Now bonds, too, are being talked about as a risky bubble that will pop as soon as the Federal Reserve hikes interest rates. Meanwhile, in 2013, stocks are seeing the biggest gains in years. What's an investor supposed to do? It's not exactly "Don't Worry, Be Happy" time. But too much fear can be counterproductive.
Investors should start by reviewing all of those dire warnings. They can't all be true. It's never foolish to keep a dose of healthy skepticism. But it's hard to support the view that financial assets are totally unhinged from the "real" economy. Here are a dozen reasons why stocks and bonds are not bubbles waiting to burst (along with some reasons analysts and fund managers say there could still be trouble, even if there is no bubble).
1. Crashes don't come when people expect them.
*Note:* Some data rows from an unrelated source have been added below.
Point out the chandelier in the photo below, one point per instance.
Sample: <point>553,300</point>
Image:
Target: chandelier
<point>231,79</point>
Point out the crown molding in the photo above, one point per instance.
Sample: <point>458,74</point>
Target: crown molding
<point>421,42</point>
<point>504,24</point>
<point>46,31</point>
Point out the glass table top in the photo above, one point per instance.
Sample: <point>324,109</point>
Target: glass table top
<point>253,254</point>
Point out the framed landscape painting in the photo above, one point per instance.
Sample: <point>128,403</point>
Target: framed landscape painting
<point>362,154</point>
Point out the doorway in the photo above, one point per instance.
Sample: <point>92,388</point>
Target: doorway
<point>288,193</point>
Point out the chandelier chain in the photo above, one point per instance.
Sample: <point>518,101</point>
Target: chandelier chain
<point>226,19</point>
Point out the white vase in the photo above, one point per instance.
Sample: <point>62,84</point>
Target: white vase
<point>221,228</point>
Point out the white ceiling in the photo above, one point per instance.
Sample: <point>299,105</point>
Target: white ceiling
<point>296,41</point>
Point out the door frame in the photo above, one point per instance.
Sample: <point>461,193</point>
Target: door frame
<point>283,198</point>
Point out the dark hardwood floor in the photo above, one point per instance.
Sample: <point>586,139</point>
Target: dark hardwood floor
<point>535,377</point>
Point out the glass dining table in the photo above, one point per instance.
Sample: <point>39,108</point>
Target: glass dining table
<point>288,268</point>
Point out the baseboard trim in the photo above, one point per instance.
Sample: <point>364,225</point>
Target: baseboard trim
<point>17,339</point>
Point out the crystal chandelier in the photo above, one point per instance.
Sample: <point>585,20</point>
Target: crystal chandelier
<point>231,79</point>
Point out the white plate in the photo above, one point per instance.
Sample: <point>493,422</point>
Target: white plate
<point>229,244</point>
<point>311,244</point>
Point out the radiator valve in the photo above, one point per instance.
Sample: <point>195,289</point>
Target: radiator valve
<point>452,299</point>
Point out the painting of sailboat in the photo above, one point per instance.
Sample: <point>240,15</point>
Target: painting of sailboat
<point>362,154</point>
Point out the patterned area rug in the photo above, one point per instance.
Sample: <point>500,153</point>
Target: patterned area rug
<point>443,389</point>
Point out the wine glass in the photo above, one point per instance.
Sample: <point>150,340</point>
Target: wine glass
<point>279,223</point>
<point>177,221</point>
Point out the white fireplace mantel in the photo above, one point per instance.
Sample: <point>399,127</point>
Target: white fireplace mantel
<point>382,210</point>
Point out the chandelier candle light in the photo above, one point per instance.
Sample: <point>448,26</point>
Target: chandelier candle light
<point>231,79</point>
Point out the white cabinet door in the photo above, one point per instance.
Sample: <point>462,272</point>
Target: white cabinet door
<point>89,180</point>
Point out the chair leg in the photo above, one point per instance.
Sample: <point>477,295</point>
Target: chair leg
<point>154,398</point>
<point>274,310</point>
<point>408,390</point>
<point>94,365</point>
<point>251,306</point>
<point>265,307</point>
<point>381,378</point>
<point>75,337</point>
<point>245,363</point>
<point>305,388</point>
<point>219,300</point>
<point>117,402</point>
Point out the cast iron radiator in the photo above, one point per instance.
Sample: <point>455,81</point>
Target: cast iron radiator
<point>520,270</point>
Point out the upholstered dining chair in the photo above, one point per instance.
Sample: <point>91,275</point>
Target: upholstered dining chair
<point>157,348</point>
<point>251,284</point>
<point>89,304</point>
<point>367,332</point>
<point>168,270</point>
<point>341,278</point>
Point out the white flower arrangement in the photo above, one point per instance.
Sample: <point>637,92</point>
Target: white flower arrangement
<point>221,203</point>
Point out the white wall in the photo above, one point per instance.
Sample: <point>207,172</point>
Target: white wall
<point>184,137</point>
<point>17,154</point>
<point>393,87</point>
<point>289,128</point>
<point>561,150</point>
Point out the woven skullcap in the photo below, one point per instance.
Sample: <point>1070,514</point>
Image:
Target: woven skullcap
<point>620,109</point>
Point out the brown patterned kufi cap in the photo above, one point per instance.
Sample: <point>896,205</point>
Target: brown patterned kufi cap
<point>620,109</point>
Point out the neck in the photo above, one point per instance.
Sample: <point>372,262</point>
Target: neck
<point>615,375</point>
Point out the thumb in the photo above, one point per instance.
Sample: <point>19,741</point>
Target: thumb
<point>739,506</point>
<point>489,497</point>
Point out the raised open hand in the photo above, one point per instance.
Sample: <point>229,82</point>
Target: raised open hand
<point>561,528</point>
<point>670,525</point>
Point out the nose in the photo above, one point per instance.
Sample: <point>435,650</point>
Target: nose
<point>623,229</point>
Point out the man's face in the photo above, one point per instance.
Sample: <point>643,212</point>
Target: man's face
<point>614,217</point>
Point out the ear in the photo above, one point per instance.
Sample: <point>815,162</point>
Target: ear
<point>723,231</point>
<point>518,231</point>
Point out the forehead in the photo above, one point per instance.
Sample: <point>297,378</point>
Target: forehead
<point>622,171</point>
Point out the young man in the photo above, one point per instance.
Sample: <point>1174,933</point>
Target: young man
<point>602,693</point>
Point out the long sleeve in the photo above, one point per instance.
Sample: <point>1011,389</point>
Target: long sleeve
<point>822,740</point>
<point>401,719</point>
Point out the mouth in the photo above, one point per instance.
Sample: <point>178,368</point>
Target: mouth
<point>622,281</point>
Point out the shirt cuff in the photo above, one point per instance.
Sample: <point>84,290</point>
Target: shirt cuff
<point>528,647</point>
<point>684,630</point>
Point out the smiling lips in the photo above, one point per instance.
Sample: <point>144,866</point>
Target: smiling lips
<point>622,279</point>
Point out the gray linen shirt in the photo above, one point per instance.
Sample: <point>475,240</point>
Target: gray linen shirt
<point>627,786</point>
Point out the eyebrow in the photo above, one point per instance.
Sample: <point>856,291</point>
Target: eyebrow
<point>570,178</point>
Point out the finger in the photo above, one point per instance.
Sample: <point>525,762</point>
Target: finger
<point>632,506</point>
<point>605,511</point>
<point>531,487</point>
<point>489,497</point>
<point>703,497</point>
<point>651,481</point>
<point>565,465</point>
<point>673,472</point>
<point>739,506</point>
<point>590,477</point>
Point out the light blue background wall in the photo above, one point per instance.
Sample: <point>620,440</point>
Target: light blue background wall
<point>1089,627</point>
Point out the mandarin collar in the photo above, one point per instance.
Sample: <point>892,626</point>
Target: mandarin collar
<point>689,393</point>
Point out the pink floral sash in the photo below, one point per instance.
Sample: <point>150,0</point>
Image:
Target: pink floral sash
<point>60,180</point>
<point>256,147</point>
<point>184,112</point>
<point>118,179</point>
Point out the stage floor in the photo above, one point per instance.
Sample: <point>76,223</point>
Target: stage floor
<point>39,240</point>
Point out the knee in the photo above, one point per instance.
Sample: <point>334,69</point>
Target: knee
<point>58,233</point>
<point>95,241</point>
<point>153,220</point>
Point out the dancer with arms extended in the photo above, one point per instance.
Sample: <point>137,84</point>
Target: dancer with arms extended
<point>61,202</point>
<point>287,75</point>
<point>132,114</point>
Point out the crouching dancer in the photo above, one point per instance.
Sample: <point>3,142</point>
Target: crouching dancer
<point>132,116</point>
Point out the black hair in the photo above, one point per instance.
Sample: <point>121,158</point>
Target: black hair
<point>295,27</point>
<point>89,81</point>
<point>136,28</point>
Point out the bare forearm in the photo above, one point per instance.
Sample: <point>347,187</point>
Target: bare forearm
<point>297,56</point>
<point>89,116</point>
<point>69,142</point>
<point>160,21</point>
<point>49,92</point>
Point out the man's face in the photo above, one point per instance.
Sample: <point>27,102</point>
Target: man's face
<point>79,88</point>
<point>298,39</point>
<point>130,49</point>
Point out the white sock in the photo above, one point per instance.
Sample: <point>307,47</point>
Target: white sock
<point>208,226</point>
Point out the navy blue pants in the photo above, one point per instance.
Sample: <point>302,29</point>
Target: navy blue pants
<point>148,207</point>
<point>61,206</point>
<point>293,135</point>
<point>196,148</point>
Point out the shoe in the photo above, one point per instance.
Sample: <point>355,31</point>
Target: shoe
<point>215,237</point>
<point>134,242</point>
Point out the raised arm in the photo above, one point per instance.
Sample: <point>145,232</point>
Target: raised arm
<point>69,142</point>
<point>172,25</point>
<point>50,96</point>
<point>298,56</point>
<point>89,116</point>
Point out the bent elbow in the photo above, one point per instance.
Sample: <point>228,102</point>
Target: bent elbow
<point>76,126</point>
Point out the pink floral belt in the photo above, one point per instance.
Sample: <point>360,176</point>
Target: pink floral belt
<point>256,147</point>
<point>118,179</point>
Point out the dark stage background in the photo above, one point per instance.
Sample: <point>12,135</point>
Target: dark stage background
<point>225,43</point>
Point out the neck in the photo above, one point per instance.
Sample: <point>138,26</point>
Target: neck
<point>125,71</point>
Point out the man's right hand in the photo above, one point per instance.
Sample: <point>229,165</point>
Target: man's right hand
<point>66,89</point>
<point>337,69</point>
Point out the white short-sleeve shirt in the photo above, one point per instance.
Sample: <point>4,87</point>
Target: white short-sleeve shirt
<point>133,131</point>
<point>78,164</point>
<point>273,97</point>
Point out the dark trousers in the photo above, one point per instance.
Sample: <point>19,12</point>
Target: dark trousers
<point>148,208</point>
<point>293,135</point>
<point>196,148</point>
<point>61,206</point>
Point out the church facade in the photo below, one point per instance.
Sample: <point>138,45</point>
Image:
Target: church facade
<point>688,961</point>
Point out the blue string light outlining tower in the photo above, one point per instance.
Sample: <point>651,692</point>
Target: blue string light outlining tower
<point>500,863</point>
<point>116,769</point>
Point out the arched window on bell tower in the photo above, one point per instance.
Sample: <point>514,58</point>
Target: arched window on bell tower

Back in August 2008, there was not much talk of stocks being vulnerable. Google Trends shows that the search terms "stock bubble" and "stock crash" fell to the lowest level in the nearly five years the month before the crash. They've risen steadily this year. But search traffic is one thing. Valuations are another. And those could be high. Bond yields are near all-time lows, not even covering the cost of inflation. Stocks are close to their average based on underlying earnings. "The case for a bubble in the bond market is a strong one. The case for a bubble in the stock market is not a strong one," says Hugh Johnson of Hugh Johnson Advisors. "The real question: Can the Fed let the air out of the bond market in a way that bond-market trading remains orderly?"